L-Exercice-de-l-Etat.jpgEn cette période pré-électorale, sortir un film sur le quotidien du ministre des Transports est assez culotté. Film certainement très franco-français dû au fonctionnement de l'administration, Pierre Schoeller n'en signe pas moins un très bon film sur ces drôles d'hommes que ce sont les politiciens et ceux qui les entourent au quotidien, les membres de leur cabinet.

 

Tout commence comme la chronique d'un politicien à qui tout réussit. Il sort d'une victoire sur la question de la privatisation des ports, et est une des valeurs montantes du gouvernement en place (qui est certainement de droite, même si ce n'est pas dit. De toute façon ce na changerait certainement pas grand chose au film s'il était de gauche). Pourtant, ça déraille : un accident de car dans les Ardennes qui fait de nombreuses victimes, surtout des enfants ; un projet de privatisation des gares auquel il s'oppose, mais que le gouvernement veut absolument faire passer ; des relations avec son chef de cabinet, ami de longue date, qui se distandent.

 

Sur la papier tout cela peut paraître austère, avec tous ces personnages en costume-cravate, très éloignés du quotidien de nombreux spectateurs. Pourtant, Pierre Schoeller réussit à faire de son film autre chose qu'une simple balade dans les couloirs d'un ministère. L'arrivée d'un nouveau chauffeur, bénéficiant d'un programme d'aide aux chômeurs longue durée, permet de s'échapper de l'austérité, notamment avec cette virée dans le logement en construction et la caravane de ce couple modeste.

 

Portrait très intéressant et passionnant de ce ministre, mais aussi de ses collaborateurs.
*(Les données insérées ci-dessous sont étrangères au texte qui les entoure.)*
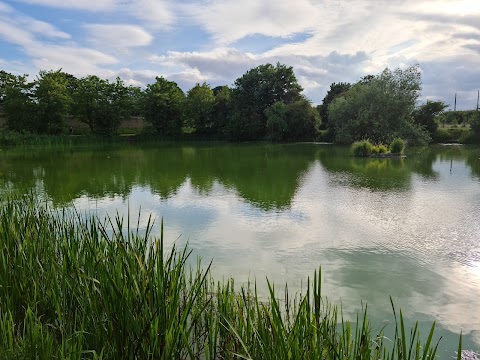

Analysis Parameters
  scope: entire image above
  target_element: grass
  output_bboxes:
[0,196,462,359]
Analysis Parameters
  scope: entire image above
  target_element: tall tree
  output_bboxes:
[143,77,185,135]
[412,101,447,136]
[265,99,320,141]
[72,75,130,135]
[318,82,352,129]
[228,63,303,140]
[0,71,37,132]
[185,83,215,133]
[34,70,72,134]
[328,66,430,143]
[212,86,232,133]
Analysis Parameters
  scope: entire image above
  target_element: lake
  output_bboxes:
[0,143,480,359]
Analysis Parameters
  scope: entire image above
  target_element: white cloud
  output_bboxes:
[13,0,116,11]
[85,24,153,48]
[185,0,322,44]
[0,20,32,45]
[125,0,175,30]
[25,44,118,76]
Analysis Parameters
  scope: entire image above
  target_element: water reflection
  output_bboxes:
[0,144,480,357]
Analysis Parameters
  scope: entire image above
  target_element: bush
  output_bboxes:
[433,126,470,143]
[390,138,405,154]
[377,144,388,154]
[351,140,374,157]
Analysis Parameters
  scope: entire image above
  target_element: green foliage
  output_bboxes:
[390,138,405,155]
[227,63,302,140]
[0,198,450,360]
[328,66,428,144]
[0,71,37,132]
[437,110,476,126]
[143,77,185,136]
[350,140,374,157]
[376,144,388,154]
[470,111,480,136]
[317,83,352,129]
[212,86,232,133]
[432,127,471,143]
[412,101,447,136]
[33,70,72,134]
[265,101,288,141]
[185,83,215,133]
[265,99,320,141]
[72,76,132,135]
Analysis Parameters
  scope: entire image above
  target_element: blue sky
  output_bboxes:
[0,0,480,110]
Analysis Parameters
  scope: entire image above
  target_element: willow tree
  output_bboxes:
[328,66,430,143]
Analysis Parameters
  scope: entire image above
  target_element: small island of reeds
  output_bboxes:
[351,138,405,157]
[0,196,461,359]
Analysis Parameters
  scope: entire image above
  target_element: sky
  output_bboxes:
[0,0,480,110]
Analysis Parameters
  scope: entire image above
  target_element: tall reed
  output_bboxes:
[0,196,458,359]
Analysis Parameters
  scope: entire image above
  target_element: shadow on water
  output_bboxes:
[0,144,480,205]
[0,145,314,210]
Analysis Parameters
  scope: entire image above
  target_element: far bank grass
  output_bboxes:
[0,197,462,360]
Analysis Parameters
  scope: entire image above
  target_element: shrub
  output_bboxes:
[377,144,388,154]
[390,138,405,154]
[351,140,374,157]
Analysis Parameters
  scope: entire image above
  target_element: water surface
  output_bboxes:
[0,144,480,358]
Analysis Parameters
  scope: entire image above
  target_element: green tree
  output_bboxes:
[317,82,352,129]
[412,101,447,136]
[72,75,131,135]
[143,77,185,135]
[228,63,302,140]
[212,86,232,133]
[0,71,37,132]
[33,70,72,134]
[328,66,430,144]
[470,111,480,137]
[265,99,320,141]
[185,83,215,133]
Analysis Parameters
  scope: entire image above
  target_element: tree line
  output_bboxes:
[0,64,319,141]
[0,63,478,144]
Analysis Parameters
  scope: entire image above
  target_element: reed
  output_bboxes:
[0,196,458,359]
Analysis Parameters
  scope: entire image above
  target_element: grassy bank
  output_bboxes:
[0,197,458,359]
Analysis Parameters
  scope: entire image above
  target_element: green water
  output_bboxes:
[0,144,480,358]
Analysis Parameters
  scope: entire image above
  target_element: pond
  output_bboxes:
[0,143,480,358]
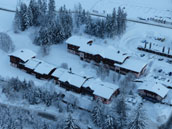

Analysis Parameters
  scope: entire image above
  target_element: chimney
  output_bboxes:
[149,43,152,49]
[144,43,147,49]
[87,40,93,46]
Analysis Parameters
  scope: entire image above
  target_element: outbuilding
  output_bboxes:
[9,49,36,68]
[114,57,147,77]
[82,79,119,104]
[51,68,68,84]
[24,58,43,74]
[138,82,169,102]
[34,61,56,79]
[66,36,93,55]
[59,72,87,93]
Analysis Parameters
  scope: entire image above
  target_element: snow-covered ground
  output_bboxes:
[0,0,172,127]
[0,0,172,18]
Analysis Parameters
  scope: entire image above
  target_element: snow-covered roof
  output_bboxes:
[34,61,56,75]
[138,83,169,98]
[24,58,42,70]
[79,43,129,63]
[83,79,119,100]
[9,49,36,62]
[66,36,93,47]
[115,57,147,73]
[52,68,67,78]
[59,72,86,88]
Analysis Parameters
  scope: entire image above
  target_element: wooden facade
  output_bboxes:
[94,89,119,104]
[59,81,81,93]
[34,68,56,79]
[10,56,25,69]
[139,90,163,102]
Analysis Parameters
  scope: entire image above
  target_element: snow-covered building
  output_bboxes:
[137,41,172,58]
[9,49,36,68]
[34,61,56,79]
[79,44,129,66]
[59,71,87,93]
[66,36,147,77]
[138,82,169,102]
[114,57,147,77]
[51,68,68,84]
[24,58,43,74]
[66,36,93,55]
[82,79,119,104]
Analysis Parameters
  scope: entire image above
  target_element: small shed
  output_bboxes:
[24,58,43,74]
[114,57,147,77]
[9,49,36,68]
[34,61,56,79]
[59,72,86,93]
[66,36,93,55]
[138,82,169,102]
[51,68,68,84]
[79,44,129,67]
[82,79,119,104]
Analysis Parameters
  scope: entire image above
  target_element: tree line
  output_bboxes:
[14,0,127,46]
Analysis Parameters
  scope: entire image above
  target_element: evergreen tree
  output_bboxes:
[34,27,51,46]
[48,0,56,21]
[111,8,117,36]
[13,8,21,33]
[92,100,103,127]
[28,0,40,26]
[129,106,147,129]
[103,115,116,129]
[64,114,80,129]
[116,95,127,129]
[117,7,123,35]
[26,6,33,27]
[20,3,27,31]
[39,0,48,26]
[74,4,82,28]
[59,6,73,39]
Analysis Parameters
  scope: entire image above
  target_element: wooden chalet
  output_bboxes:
[9,49,36,69]
[82,79,119,104]
[59,72,86,93]
[79,44,129,66]
[66,36,93,55]
[24,58,43,74]
[138,83,169,102]
[34,61,56,79]
[66,36,147,77]
[114,57,147,77]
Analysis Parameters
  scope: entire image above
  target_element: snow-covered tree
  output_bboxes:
[116,94,127,129]
[20,3,28,31]
[64,114,80,129]
[59,6,73,39]
[103,115,116,129]
[48,0,56,21]
[92,99,104,127]
[158,114,172,129]
[26,6,33,27]
[13,8,21,33]
[128,106,148,129]
[0,32,14,52]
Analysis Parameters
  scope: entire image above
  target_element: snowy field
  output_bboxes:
[0,0,172,19]
[0,0,172,127]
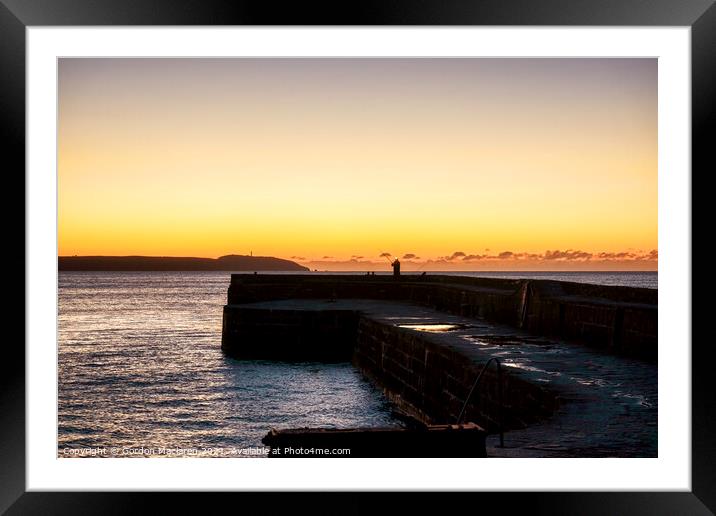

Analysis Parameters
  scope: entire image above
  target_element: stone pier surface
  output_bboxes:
[222,275,657,457]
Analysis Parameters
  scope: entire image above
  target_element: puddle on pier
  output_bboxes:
[398,323,470,333]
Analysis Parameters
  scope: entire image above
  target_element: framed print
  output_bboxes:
[0,1,716,514]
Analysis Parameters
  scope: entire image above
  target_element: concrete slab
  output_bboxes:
[234,299,658,457]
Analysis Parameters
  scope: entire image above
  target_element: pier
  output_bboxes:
[222,274,657,457]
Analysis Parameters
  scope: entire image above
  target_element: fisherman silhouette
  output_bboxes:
[391,258,400,276]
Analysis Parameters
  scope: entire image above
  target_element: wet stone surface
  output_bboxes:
[236,299,658,457]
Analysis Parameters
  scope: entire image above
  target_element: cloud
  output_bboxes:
[543,249,593,260]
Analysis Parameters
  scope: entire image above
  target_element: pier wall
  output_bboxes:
[228,274,658,361]
[353,317,557,432]
[221,305,358,362]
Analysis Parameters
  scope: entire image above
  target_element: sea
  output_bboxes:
[57,272,657,458]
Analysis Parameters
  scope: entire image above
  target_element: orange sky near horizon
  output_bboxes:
[58,58,658,270]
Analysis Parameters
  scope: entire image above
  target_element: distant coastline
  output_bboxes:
[57,254,310,271]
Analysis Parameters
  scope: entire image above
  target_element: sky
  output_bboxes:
[58,58,658,270]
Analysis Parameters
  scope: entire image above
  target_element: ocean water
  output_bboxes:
[58,272,398,457]
[58,272,657,457]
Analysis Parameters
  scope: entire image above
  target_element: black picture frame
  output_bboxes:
[0,0,716,514]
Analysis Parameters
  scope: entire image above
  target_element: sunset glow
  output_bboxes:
[58,58,658,270]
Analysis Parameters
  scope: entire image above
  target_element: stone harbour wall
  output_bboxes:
[228,274,658,361]
[353,317,557,432]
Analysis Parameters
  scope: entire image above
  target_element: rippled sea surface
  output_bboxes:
[58,272,398,457]
[58,272,657,457]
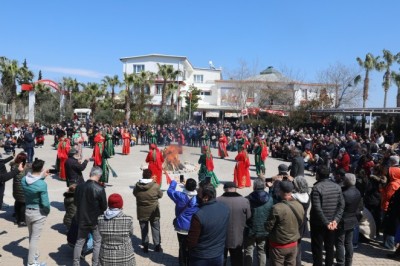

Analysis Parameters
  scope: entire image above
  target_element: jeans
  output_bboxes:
[139,220,161,246]
[224,246,243,266]
[177,233,188,266]
[73,226,101,266]
[14,201,25,224]
[189,254,224,266]
[25,147,35,163]
[335,229,354,266]
[244,237,267,266]
[25,209,46,264]
[311,225,335,266]
[269,246,297,266]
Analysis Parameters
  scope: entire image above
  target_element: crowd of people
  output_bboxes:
[0,122,400,266]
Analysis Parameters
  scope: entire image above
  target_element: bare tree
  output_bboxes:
[317,62,363,108]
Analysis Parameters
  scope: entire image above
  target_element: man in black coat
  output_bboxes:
[65,148,89,187]
[310,165,344,266]
[73,166,107,266]
[289,149,304,177]
[335,173,362,266]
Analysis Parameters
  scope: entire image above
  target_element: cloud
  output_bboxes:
[32,65,107,78]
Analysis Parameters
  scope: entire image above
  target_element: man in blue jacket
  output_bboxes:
[167,178,199,266]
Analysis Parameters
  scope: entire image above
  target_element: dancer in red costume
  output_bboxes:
[146,143,164,186]
[218,132,228,159]
[57,135,71,180]
[122,128,131,155]
[233,146,251,188]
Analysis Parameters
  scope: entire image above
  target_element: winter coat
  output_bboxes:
[10,162,31,202]
[133,179,163,221]
[167,180,199,233]
[63,191,76,228]
[217,192,251,248]
[265,200,304,245]
[310,179,344,227]
[97,210,136,266]
[339,186,362,231]
[245,190,274,238]
[21,173,50,215]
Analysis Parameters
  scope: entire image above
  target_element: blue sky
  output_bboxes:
[0,0,400,107]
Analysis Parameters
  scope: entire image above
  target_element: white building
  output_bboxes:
[120,54,334,120]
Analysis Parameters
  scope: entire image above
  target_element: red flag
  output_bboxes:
[21,84,33,91]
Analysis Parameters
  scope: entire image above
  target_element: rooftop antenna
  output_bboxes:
[208,60,215,69]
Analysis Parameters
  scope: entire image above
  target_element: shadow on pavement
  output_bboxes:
[50,201,65,212]
[3,237,28,265]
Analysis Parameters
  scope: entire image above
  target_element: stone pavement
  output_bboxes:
[0,140,400,266]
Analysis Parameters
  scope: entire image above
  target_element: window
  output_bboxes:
[200,91,211,96]
[156,84,162,95]
[193,75,203,83]
[133,65,144,73]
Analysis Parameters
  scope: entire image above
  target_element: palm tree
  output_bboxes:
[157,63,182,111]
[0,57,25,122]
[82,82,106,117]
[376,50,400,108]
[392,71,400,107]
[132,71,156,118]
[356,53,379,108]
[124,73,134,124]
[102,75,122,108]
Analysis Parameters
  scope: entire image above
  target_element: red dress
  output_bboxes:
[233,151,251,188]
[146,144,164,186]
[93,133,106,166]
[218,136,228,158]
[57,137,71,180]
[122,132,131,155]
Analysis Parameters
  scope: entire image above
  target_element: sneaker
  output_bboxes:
[154,245,163,253]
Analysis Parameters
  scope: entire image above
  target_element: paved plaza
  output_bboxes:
[0,140,400,266]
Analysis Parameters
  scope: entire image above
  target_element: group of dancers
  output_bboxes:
[56,128,268,188]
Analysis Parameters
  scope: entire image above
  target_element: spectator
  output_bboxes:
[97,193,136,266]
[167,178,199,266]
[73,166,107,266]
[187,185,229,266]
[335,173,362,266]
[10,152,32,226]
[19,158,50,266]
[288,149,304,177]
[244,178,273,266]
[265,180,304,266]
[292,176,310,266]
[310,165,344,266]
[63,183,76,230]
[65,148,89,187]
[24,126,35,163]
[381,155,400,250]
[217,182,251,266]
[133,169,163,253]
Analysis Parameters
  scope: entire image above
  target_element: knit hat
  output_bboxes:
[108,193,124,209]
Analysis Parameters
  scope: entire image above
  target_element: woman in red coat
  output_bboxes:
[121,129,131,155]
[233,146,251,188]
[57,133,71,180]
[218,132,228,159]
[146,143,164,187]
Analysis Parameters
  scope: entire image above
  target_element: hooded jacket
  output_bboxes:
[167,180,199,234]
[133,179,163,221]
[246,190,274,238]
[21,173,50,215]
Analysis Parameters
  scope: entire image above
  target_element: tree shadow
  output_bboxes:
[48,244,90,266]
[50,223,68,235]
[50,201,65,212]
[3,236,28,265]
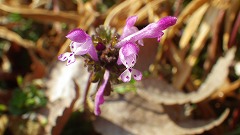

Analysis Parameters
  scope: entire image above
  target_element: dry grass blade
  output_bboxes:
[0,26,35,48]
[0,4,81,24]
[173,7,219,89]
[223,0,240,50]
[94,94,229,135]
[104,0,142,26]
[179,3,209,57]
[137,49,236,105]
[169,0,208,37]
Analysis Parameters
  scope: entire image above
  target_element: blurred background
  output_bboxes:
[0,0,240,135]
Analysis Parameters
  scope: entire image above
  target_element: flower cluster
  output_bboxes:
[58,16,177,115]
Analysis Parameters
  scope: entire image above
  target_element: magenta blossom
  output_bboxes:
[58,29,98,65]
[116,16,177,48]
[118,43,142,82]
[94,70,110,115]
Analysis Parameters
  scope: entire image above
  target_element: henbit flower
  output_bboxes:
[94,70,110,115]
[116,16,177,48]
[119,16,143,46]
[118,43,142,82]
[58,29,98,65]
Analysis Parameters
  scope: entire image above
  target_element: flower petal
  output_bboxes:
[117,43,139,68]
[58,52,72,61]
[66,28,89,43]
[94,70,110,115]
[120,68,131,82]
[72,42,91,55]
[132,68,142,81]
[88,40,98,61]
[122,54,136,68]
[126,15,138,27]
[120,43,139,57]
[158,16,177,30]
[66,53,76,66]
[119,16,139,40]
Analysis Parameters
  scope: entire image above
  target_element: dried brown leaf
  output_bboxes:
[94,94,229,135]
[137,48,236,105]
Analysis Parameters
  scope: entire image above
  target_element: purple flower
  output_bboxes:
[118,43,142,82]
[119,16,143,46]
[58,29,98,65]
[94,70,110,115]
[116,16,177,48]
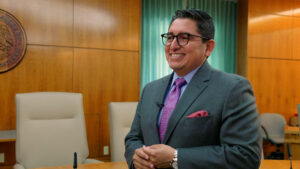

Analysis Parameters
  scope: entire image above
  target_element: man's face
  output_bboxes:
[165,18,214,76]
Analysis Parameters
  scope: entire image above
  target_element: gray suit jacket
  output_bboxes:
[125,62,261,169]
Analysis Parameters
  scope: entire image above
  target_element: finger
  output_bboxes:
[132,154,154,169]
[135,148,149,160]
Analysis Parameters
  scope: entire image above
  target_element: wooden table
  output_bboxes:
[32,160,300,169]
[37,162,128,169]
[284,126,300,160]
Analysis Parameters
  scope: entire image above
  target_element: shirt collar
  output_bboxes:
[171,65,201,87]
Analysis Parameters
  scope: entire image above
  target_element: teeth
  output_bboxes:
[171,54,183,57]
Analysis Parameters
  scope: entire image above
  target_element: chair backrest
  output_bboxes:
[16,92,89,168]
[260,113,286,144]
[108,102,137,161]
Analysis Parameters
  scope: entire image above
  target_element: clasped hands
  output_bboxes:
[132,144,175,169]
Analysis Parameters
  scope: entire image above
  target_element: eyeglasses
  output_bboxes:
[160,33,209,46]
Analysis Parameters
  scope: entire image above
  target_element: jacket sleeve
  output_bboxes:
[178,79,262,169]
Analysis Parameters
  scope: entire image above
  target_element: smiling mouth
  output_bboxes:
[170,53,184,58]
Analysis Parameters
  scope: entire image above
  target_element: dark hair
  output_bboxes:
[169,9,215,42]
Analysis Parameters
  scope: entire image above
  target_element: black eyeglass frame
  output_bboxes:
[160,32,210,46]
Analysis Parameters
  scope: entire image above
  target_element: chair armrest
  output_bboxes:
[14,163,25,169]
[83,158,103,164]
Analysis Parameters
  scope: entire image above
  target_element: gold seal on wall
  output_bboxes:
[0,9,26,72]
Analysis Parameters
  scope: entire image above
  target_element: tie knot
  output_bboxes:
[174,78,186,88]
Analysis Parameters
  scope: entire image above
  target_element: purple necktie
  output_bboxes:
[159,78,186,142]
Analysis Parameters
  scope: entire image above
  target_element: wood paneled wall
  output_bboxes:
[241,0,300,122]
[0,0,141,159]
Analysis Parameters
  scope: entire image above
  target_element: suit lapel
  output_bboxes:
[163,61,212,144]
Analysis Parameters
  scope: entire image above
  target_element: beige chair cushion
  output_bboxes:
[15,92,99,168]
[108,102,137,161]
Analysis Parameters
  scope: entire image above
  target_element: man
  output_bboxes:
[125,9,261,169]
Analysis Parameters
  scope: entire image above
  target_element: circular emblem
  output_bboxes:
[0,9,26,72]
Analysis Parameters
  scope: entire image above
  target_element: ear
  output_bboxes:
[205,39,215,57]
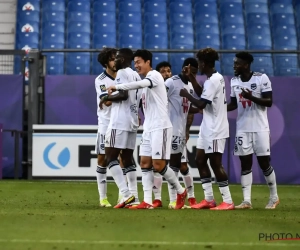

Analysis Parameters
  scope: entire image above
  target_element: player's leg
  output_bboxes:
[153,170,163,208]
[253,132,279,209]
[168,152,181,209]
[180,145,197,207]
[96,131,111,207]
[151,128,187,209]
[234,132,253,209]
[207,139,234,210]
[105,129,135,208]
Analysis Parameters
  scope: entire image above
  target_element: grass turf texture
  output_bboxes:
[0,181,300,250]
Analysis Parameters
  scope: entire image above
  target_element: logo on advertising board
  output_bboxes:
[43,142,71,170]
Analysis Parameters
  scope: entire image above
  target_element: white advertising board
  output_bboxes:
[32,125,214,179]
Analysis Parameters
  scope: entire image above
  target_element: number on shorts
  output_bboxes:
[235,136,243,146]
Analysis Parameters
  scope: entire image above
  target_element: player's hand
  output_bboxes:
[179,89,189,97]
[241,88,252,100]
[99,96,107,110]
[106,86,117,95]
[181,64,191,76]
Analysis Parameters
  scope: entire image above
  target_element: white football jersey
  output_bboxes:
[95,71,115,127]
[142,70,172,132]
[165,75,194,138]
[230,72,272,132]
[200,72,229,140]
[108,68,142,132]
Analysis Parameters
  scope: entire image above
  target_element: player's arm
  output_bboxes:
[227,96,238,111]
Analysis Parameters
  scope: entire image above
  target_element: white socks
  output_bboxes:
[263,166,278,200]
[142,168,154,205]
[241,170,253,204]
[96,166,107,200]
[153,172,162,201]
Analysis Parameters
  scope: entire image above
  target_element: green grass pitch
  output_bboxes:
[0,181,300,250]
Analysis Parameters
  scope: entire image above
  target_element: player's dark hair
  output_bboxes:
[118,48,133,63]
[155,61,172,71]
[182,57,198,69]
[133,49,152,67]
[98,48,117,68]
[196,48,219,67]
[235,51,254,64]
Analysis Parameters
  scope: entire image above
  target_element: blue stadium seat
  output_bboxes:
[271,14,295,25]
[67,32,91,49]
[118,23,142,33]
[118,32,142,49]
[144,23,168,34]
[246,13,270,25]
[93,12,116,24]
[17,22,40,33]
[68,12,91,22]
[169,2,192,14]
[222,34,246,50]
[41,32,65,49]
[144,12,167,24]
[93,33,117,49]
[273,34,298,50]
[251,54,274,76]
[170,23,194,34]
[152,53,172,69]
[119,0,141,13]
[17,0,40,12]
[194,0,218,15]
[93,23,116,34]
[195,13,219,24]
[170,33,194,49]
[17,11,40,23]
[42,11,66,22]
[196,23,220,35]
[245,2,269,14]
[93,0,116,13]
[144,0,167,13]
[170,13,193,25]
[270,3,294,14]
[220,1,243,14]
[67,20,91,33]
[196,33,221,49]
[246,24,271,36]
[66,63,90,75]
[248,34,272,50]
[42,0,66,12]
[221,24,245,36]
[68,0,91,12]
[42,22,65,34]
[170,53,194,75]
[273,24,297,37]
[119,12,142,23]
[144,33,168,49]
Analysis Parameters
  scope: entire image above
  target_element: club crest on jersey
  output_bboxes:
[250,83,257,90]
[100,85,106,92]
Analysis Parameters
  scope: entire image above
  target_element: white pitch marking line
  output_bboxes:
[0,239,300,248]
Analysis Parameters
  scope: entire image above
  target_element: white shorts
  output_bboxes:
[234,131,271,156]
[140,128,173,160]
[181,145,189,163]
[95,126,107,155]
[105,128,136,150]
[197,134,226,154]
[171,135,185,154]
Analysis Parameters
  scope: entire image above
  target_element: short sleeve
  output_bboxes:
[145,70,163,88]
[115,69,128,85]
[261,74,272,93]
[165,78,174,98]
[201,80,217,104]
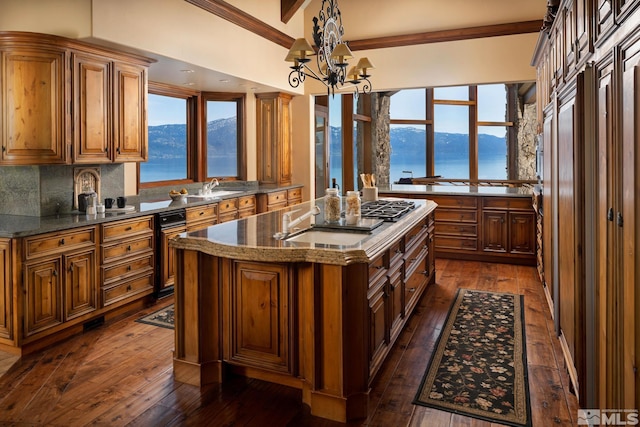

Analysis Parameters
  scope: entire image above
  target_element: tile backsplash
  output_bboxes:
[0,164,124,216]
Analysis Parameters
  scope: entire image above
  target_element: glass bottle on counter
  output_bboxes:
[344,191,361,225]
[324,188,342,223]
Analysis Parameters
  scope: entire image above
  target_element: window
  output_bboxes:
[140,93,189,183]
[138,83,246,188]
[207,101,239,177]
[389,84,517,183]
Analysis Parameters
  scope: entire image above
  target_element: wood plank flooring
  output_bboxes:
[0,259,577,427]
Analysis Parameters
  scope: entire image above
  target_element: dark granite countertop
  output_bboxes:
[0,185,300,238]
[170,198,436,265]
Le directeur de cabinet ou les jeunes membres sont tout acquis à la cause du ministre, prêt à tout à tout moment pour venir en aide à ce dernier. Il y a aussi la conseillère en communication, capable de penser à changer la cravate du minstre à cause de sa couleur alors qu'il est à proximité des cadavres de jeunes victimes d'un accident. Tout est programmé, millimétré, jusqu'à l'inattendu, l'impensable, qui donne un coup de fouet à la seconde partie du film (avec une spectaculaire scène d'accident).

 

Enfin, difficile de parler du film sans évoquer le duo Olivier Gourmet - Michel Blanc, formidable, tout en jovialité et colère mêlée pour le premier, tout en acceptation de son rôle de commis de l'Etat pour le second. Deux physionomies différentes qui incarnent parfaitement les protagonistes de cette chronique des palais de la République.